Baby Rudin 2.33: How can we be sure there is an open cover for K relative to Y? Theorem 2.33 in Baby Rudin says: "Suppose $K \subset Y \subset X$. Then $K$ is compact relative to $X$ if and only if $K$ is compact relative to $Y$." To prove ($\Rightarrow$), he starts off by writing, "Suppose $K$ is compact relative to $X$, and let {$V_\alpha$} be a collection of sets, open relative to $Y$, such that $K \subset \bigcup_\alpha V_\alpha$".
The part that I don't understand is how we are justified in supposing that such a collection {$V_\alpha$} of open relative sets  exists?
In proving Theorem 2.30 Rudin uses the definition of open relative: "Suppose $E$ is open relative to $Y$. To each $p \in E$ there is a positive number $r_p$ such that the conditions $d(p,q) < r_p, q \in Y$ imply $q \in E$. Now going back to the initial argument, we can replace $E$ with $V_\alpha$ for some $\alpha$ and what we are saying is that for each $p \in {V_\alpha}$ there is a positive number $r_p$ such that the conditions $d(p,q) < r_p, q \in Y$ imply $q \in {V_\alpha}$.
My difficulty is in understanding how we can be assured that we can always find a $q \in Y$ for each $p \in V_\alpha$ with $d(p,q) < r_p$ and also having $q \in V_\alpha$ given that $r_p > 0$? The reason being that since $r_p > 0$ this implies we are looking for a $q \in Y$ such that $q \neq p$ (otherwise $r_p = 0)$. My feeling is that the only way this would be possible is if we assume that $X$ and $Y$ are open sets, so there are always neighbourhoods around $p$ that are subsets of $Y$, but the theorem doesn't make this assumption?
 A: The problem is that you’ve misunderstood the definition. Given $p\in V_\alpha$, you don’t have to find a $q\in Y$ such that $d(p,q)<r_p$: the definition just says that if $q\in Y$ is such that $d(p,q)<r_p$, then $q\in V_\alpha$. It is entirely possible that the only point $q\in Y$ that satisfies $d(p,q)<r_p$ is $p$ itself.

Example: Let $X=\Bbb R$, $Y=(0,3)\cup\{5\}$, and $K=[1,2]\cup\{5\}$. Let $V=\big((1,3)\cup(4,6)\big)\cap K$. If $p=5$, let $r_p=1$; if $q\in Y$ and $d(5,q)<1$, then $q=5$, so it is true that $q\in V$. If we take $p=2$, we can again let $r_p=1$: if $q\in Y$ and $d(2,q)<1$, then $q\in(1,2]\subseteq K$.

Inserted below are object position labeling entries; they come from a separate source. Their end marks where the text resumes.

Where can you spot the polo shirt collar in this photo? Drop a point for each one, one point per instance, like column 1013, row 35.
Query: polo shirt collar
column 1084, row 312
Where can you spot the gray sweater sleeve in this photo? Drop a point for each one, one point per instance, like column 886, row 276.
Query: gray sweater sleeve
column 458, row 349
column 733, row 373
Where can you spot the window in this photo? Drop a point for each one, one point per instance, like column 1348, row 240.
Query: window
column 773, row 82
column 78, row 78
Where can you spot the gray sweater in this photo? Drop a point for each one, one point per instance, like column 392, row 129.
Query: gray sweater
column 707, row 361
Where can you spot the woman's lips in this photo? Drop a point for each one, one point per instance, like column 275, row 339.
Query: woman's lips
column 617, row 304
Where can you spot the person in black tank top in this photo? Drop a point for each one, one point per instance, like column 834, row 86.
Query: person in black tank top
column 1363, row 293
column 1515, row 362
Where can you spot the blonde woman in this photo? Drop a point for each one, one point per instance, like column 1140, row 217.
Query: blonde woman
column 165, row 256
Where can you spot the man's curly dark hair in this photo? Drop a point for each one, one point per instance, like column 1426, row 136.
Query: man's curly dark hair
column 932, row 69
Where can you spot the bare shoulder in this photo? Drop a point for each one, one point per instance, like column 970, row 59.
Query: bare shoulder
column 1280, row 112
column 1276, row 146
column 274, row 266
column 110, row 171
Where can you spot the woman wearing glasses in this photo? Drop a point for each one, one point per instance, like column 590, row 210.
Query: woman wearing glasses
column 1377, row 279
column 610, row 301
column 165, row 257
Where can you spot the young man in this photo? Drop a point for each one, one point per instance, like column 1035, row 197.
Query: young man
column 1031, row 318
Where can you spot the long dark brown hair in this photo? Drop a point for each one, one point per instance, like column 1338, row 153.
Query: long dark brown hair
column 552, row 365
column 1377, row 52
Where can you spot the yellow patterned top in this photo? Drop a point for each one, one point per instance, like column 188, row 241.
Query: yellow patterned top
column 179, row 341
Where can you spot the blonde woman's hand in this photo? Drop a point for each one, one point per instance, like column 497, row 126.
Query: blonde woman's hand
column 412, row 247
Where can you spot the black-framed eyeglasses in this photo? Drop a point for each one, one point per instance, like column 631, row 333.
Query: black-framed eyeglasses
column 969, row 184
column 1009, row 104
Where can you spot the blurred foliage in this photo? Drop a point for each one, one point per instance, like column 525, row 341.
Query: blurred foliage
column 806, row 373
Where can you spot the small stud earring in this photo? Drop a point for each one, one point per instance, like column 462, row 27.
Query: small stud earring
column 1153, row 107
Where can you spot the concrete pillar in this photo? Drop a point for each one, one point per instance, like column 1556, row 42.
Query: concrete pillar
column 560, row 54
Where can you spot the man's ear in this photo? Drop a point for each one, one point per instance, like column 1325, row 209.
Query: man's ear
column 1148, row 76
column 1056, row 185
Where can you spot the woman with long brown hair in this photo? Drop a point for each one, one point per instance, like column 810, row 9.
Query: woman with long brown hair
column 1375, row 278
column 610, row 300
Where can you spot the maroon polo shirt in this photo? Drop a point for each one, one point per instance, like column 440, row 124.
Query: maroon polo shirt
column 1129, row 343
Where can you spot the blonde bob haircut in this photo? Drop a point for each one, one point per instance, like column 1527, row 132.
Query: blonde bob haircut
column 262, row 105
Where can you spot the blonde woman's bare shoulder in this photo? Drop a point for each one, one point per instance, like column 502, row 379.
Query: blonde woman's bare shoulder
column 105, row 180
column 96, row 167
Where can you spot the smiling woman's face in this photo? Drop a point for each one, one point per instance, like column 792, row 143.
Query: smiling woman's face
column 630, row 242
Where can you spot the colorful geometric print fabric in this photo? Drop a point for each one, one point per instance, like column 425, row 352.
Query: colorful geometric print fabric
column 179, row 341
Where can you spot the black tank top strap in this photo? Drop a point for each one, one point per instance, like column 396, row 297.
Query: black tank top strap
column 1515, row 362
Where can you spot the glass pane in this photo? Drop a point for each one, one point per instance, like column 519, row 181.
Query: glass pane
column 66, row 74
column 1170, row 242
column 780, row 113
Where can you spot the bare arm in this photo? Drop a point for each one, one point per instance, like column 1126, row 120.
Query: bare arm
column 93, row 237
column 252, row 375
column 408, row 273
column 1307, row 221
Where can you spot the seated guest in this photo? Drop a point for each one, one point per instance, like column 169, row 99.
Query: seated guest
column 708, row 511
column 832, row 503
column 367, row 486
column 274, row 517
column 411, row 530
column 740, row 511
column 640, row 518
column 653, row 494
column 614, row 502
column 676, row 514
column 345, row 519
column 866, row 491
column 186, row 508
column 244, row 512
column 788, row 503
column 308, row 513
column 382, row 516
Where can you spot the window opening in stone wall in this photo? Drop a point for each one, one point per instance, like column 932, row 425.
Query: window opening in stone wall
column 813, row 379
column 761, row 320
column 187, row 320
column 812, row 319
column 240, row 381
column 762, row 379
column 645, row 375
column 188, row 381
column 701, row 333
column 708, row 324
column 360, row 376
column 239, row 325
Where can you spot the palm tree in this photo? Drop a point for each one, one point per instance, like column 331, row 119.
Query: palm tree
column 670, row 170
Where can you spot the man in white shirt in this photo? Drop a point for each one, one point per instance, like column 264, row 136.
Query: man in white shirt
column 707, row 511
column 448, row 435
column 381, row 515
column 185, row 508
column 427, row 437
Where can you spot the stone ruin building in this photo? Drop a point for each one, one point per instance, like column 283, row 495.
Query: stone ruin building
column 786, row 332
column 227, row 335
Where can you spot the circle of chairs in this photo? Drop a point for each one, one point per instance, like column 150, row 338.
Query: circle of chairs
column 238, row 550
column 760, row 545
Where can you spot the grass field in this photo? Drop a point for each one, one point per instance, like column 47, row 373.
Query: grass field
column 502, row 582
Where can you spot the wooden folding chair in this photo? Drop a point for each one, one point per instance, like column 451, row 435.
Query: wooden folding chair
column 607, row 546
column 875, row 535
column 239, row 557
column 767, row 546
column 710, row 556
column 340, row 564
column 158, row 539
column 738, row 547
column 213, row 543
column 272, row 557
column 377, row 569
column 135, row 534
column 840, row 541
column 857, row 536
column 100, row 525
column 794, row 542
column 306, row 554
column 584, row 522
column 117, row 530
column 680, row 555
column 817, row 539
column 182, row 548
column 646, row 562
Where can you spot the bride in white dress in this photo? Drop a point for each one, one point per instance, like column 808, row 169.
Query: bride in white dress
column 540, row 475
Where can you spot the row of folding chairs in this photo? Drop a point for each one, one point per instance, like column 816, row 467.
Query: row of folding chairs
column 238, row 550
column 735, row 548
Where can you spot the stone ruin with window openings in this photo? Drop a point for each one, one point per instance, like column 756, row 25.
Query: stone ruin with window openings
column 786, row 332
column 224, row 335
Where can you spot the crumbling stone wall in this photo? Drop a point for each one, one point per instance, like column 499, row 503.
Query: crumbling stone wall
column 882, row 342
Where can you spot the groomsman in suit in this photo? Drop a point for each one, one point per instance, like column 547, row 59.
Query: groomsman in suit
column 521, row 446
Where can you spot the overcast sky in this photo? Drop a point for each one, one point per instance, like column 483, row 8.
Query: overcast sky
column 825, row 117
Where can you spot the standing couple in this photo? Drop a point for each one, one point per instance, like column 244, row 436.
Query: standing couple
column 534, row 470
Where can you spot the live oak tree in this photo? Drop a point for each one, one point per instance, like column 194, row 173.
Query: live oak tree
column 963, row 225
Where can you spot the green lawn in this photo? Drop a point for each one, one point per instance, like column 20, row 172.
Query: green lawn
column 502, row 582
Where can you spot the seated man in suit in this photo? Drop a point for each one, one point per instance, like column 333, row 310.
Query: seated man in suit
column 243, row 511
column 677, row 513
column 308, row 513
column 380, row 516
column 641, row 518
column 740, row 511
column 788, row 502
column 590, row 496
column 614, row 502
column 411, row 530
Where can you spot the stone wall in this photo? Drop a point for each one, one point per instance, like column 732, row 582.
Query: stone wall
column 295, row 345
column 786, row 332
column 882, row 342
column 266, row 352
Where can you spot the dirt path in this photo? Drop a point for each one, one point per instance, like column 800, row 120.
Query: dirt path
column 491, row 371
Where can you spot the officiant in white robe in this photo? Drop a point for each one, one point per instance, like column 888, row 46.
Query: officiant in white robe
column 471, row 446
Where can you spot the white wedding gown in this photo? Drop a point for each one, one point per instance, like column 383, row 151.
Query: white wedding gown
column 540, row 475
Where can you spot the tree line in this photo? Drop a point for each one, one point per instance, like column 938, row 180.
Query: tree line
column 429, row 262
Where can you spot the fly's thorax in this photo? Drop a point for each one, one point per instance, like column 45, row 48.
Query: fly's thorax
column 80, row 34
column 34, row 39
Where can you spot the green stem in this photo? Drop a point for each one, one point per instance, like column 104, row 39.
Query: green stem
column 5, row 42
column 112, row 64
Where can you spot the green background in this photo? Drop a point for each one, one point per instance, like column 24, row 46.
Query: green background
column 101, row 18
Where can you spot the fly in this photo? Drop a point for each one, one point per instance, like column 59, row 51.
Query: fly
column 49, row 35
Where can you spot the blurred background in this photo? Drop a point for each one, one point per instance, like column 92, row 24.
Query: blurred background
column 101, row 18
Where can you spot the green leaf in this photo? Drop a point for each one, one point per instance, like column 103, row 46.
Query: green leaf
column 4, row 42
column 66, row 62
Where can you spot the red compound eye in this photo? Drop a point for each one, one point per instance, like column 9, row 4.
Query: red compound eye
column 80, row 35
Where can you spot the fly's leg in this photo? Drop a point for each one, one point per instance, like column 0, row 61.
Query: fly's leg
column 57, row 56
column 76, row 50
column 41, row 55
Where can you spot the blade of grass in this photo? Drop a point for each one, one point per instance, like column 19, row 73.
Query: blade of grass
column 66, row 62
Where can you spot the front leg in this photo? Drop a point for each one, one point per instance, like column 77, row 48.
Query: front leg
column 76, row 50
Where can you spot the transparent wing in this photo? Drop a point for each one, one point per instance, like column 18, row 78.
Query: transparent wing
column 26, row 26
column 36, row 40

There is an easier way to think about this. A set $V$ is open relative to $Y$ if and only if there is an open set $U$ in $X$ such that $V=V\cap Y$. This is equivalent to the characterization that you quote and a bit simpler, and it would be a good exercise to prove it; the proof isn’t hard.
Note that $Y$ is always open relative to itself, since it is equal to $X\cap Y$, where $X$ is certainly open in $X$. Thus, $\{Y\}$ is a cover of $K$ by sets that are open relative to $Y$. But in fact you can start with any family $\mathscr{U}$ of open sets in $X$ such that $K\subseteq\bigcup\mathscr{U}$ and let $\mathscr{V}=\{U\cap Y:U\in\mathscr{U}\}$: then $\mathscr{V}$ will be a cover of $K$ by sets that are open in $Y$.
A: The statement "Every relatively open cover of $K$ has a finite subcover" is effectively a conditional statement. It doesn't assert the existence of a relatively open cover of $K$. What it asserts is that "If a collection of sets is a relatively open cover of $K$, then there is a finite subcollection that also covers $K$".

To prove a conditional statement, you get to assume the hypothesis, hence to prove that $K$ is relatively compact, you get to assume the existence of a relatively open cover of $K$ (you don't have prove the existence), and the goal is to prove for that assumed relatively open cover, that there is a finite subcover.
A: First of all, to answer the question in the title, we can be sure that if $K \subset Y$ then we can find an open cover for $K$ in $Y$, for example we can always choose the cover $\{Y\}$ which is an open cover of $K$ relative to $Y$, because $Y$ is open in $Y$. A second example of such cover would be $\{N_1(q)|q\in Y\}$, which is the set of all neighborhoods of radius 1, centered about a point of $Y$.
So as you see there is no problem with assuming the existence of an open cover for $K$ relative to $Y$.